Pasalnya, pasca kerusuhan yang terjadi di India, Indonesia dinilai tak menunjukan sikapnya terkait pelanggaran di sana.
“Saya meminta Indonesia mengambil peran dan bersuara untuk menghentikan kerusuhan di India,” ujar HM Fadhil Rahmi, Sabtu 29 Februari 2020.
“Selaku wakil dari mayoritas muslim di Aceh, saya juga mengecam aksi kekerasan yang menimpa saudara seagama kami di India. Ini pelanggaran HAM yang nyata-nyata sedang berlangsung di India, dunia dan lembaga HAM diam. Tidak ada satu aturan dan ayat suci dari agama manapun yang memperbolehkan pembantaian terjadi,” kata pria yang akrab disapa Syech Fadhil.
“Ini jelas-jelas prilaku teroris. Dan itu tak dibenarkan oleh satu pun agama di dunia,” kata senator asal Aceh ini lagi.
Konon lagi, kata Syech Fadhil, Indonesia sebenarnya merupakan negara dengan mayoritas muslim di dunia.
Suara Indonesia dinilai penting untuk mendorong terjadinya rekonsiliasi antara dua agama terbesar di India.

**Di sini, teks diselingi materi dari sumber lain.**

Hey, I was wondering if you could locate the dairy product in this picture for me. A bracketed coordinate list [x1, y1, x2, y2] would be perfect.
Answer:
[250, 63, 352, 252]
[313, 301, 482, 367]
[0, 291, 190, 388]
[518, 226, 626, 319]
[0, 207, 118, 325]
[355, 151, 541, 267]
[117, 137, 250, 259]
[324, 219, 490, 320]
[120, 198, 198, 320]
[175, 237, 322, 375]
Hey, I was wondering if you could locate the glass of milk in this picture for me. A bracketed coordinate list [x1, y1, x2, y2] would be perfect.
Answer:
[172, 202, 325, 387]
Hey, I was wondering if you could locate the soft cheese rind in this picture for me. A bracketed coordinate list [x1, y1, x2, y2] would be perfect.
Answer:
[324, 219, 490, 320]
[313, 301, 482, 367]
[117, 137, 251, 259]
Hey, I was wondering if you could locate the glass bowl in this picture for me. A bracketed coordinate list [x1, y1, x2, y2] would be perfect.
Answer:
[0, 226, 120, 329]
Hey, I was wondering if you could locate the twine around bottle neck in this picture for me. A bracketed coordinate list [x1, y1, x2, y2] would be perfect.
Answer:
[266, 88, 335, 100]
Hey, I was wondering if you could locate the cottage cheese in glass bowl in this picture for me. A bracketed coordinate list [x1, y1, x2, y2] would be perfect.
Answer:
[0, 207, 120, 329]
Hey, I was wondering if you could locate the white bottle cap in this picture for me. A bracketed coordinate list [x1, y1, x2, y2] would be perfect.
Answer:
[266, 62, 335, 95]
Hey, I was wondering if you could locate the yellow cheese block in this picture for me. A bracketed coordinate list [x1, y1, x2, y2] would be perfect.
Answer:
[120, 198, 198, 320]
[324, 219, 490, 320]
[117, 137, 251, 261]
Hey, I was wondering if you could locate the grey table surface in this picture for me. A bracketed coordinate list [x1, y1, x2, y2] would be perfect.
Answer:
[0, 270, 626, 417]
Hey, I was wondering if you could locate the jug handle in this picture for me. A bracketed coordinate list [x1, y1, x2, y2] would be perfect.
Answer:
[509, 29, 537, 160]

“Kita berharap peristiwa ini tak lagi terulang di masa depan. Tidak di India dan juga di negara manapun. Seperti kata saya tadi, perilaku teroris seperti ini tidak dibenarkan oleh agama manapun,” ujarnya lagi.
Sebagaimana yang perlu diketahui, korban tewas akibat bentrokan antara umat Hindu dan Islam di New Delhi, India terus bertambah hingga 38 orang. Lebih dari 200 orang mengalami luka-luka. Mayoritas korban adalah muslim.
Konflik dipicu dari polemic UU Kewarganegaraan yang menuai protes di sana. Bentrokan mulai pecah pada Minggu malam. Kedua belah pihak saling serang menggunakan batu dan benda lain, serta merusak bangunan dan kendaraan.
Insiden ini menjadi kerusuhan paling parah dalam beberapa dekade terakhir. Ribuan polisi anti huru-hara dan paramiliter berpatroli di sekeliling kota.
UU itu hanya berlaku bagi imigran pemeluk agama Hindu, Kristen, dan agama minoritas lainnya selain Islam.
Para kritikus menilai undang-undang ini dimanfaatkan oleh rezim Nahrendra Modi untuk mendorong India yang sekuler menjadi negara Hindu.